Dream of the Month (July 1998)
  1. Title: The Stoning of a Royal Woman

  2. Date of the Dream: 6/1996 (mailed Thursday, 25 June 1998)

  3. Dream: I looked out over a beautiful very blue sky and out in the near distance I saw a lake or inlet. As I walked on the beach toward the water I felt warmth and love embrace me from out of the heavens. I was wearing a long ancient looking gown and it was made of a dark blue silk-type fabric. As I raised my skirt a little to walk toward the water I noticed my skin was dark, and instinctively I knew my hair was thick and black, styled on top of my head. Also I felt tall and regal. As I raised my arms up to heaven, I felt a tremendous warmth and love embrace me such as I had not known before. I felt very purified. As I continued to raise up my arms and to have deep feelings of thankfulness, I felt as if something special from within me was being offered up into the heavens. It all seemed wonderfully spiritual. All of a sudden I felt a sharp sting at my back - and then another. I turned around to see many light complexioned peasant-looking people in white clothes throwing rocks at me with all their might. They had a look of total hate in their faces. I was hurting physically and emotionally from this attack, and I crumpled to the ground in great pain. I asked how could this be happening - and the next thing I knew I was being wisked away by many women in dark clothing. They helped me escape into an area that looked like a Middle Eastern marketplace, where I was then offered gold coins. Suddenly I began to wake up, but immediately was asking myself this question - What happened to the child?

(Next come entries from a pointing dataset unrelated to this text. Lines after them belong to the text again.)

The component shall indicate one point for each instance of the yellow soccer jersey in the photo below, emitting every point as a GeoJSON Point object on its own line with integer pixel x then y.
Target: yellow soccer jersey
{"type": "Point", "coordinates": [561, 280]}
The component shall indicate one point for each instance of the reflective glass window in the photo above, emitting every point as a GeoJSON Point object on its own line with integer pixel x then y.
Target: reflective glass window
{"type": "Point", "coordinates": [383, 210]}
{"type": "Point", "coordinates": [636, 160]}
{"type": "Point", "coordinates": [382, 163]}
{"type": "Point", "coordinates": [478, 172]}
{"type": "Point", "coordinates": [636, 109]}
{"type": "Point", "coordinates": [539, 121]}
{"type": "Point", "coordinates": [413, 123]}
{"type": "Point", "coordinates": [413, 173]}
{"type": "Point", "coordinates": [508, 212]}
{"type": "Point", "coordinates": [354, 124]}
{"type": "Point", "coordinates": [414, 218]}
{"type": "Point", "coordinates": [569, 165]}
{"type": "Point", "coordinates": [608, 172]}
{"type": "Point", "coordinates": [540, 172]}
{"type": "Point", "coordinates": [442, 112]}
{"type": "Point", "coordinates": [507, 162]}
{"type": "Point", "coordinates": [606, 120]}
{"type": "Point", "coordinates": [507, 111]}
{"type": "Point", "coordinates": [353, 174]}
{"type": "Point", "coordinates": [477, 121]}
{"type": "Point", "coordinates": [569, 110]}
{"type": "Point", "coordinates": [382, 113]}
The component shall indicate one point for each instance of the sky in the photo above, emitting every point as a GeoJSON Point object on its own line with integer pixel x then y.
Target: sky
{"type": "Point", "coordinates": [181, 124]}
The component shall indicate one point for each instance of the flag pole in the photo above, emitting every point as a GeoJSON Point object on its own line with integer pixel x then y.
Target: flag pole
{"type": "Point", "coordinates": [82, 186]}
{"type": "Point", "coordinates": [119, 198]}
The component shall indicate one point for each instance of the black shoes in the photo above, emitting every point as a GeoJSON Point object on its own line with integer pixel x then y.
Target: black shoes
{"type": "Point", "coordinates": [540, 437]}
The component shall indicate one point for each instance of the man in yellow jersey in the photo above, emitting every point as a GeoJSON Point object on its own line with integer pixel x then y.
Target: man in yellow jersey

  4. Significant life event: I was going through a difficult time and I remember praying, meditating and asking what was my life really about?

  5. Personal concerns/issues: I didn't seem to have any real direction.

  6. Associations: Mainly that my life does have a purpose and although I am white with Scottish ancestory somehow I am connected to the woman in my dream other than that I still don't know.

  7. Pen Name: summer

Dr. Holloway's Comments: This scene contrasts the intact spiritual self of the dreamer with a somewhat battered social self. In effect she may have felt beaten down by current events at the time of the dream, but paradoxically have been more able to contact a core aspect of herself through the very trails and loneliness that burdened her. Something essential does shine through or become more palpable when much in life falls away from us. Frequently a dark skinned or foreign (to the dreamer) self may provide clues to finding a resurgence of energy, igniting positive potentials and returning to individual truths. Many authors are currently writing about the appearance of dark skinned women in modern dreams, and frequently these characters provide important guidance, healing or rescue. It appears that in one sense at least, these dream rescues are metaphors for trust in the self, and in following sides of the nature that may seem “foreign” to us because we have been out of touch with them for so long. If this dreamer was able to surrender to her spiritual instincts for a time, it is likely she did find both shelter and gold in the course of this passage.